The Problem We All Live With by Norman Rockwell

Look at these documents about the painting, context and details : my presentation

See : segregation, the Civil Rights Movement, Travels with CharleyMartin Luther King Jr,    Ruby Bridges returns to school

READ THE TRANSCRIPT of the Ruby Bridges video below :

3811 Galvez street, another empty building ravaged by Katrina but spared the wrecking ball, because 50 years ago, History whistled through these windows.
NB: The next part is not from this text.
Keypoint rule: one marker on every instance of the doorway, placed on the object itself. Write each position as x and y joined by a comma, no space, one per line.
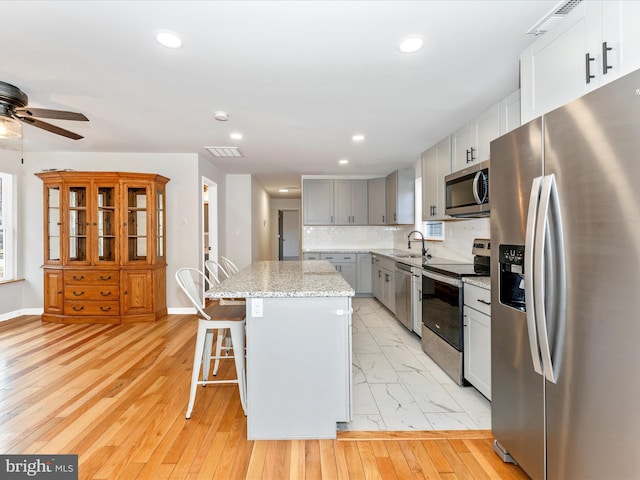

Archives : “A (?) break in the colour line : A New Orleans girl goes to school.”

Now  56, the memories flow easily for Ruby Bridges,the little girl who integrated  William Frantz school protected by a team of Federal Marshals.

(….) crowd yelling

Ruby Bridges : “There was lots of people outside and they were screaming and shouting at the police officers but  I thought it was Mardi-Gras, you know,  I didn’t actually know that  all of that was there because of me.”

Her parents were committed to challenging Jim Crow law and made the uneasy  decision  of sending their child daily into the teeth of a  hate-filled crowd.

R.B. : “There were days when they would come and they would bring a baby’s coffin and inside this baby’s coffin was a black doll and I used to have nightmares about the coffin.”

“We don’t want any …beep  in this school”crowd yelling.

Resistance was ugly and downtown protest turned violent. White parents scurried to take their children out of the newly  ntegrated schools.”

(….) crowd yelling

Ruby Bridges : “They went into every classroom and they pulled out every child.”

But the next day, one family took a stand.

Lloyd Foreman : “I simply want the privilege of taking my child to school …”

34 year- old Methodist minister Lloyd Foreman  was the first to crack that school boycott  : he took his five- year -old daughter Pam and without Federal protection, walked right through that same angry mob.Days later, a handful of other parents followed Foreman’s lead and the protest began to fade.

(…) Pam and Ruby greeting eachother.

Now for the first time in 50 years, Ruby and Pam reunited at Frantz school.

Pam Foreman : “Daddy always called it the longest walk  because in my case, our white race was against us, I mean we had bomb threats, we
had to move out of the house, it was terrible.”

Journalist : “Why do you think your father stood his ground in face of all of that ? “

Pam Foreman  “Because of his faith in God and  his beliefs that every child, regardless of their race, deserved a white-term education.”

Pam and Ruby “Is that your father ?” “yes, that’s Dad”.

Reliving their separate, but equally painful memories ( Pam’s father died in 2005) the two former schoolmates say times have changed but the issue remains :  by the 1980s Frantz  had become nearly  all black. Ruby hopes that one day, the school can live up to its legacy.

“I entered this building to integrate the school. If we are going to get past those racial differences it’s gonna come from our kids but they have to be together to do that.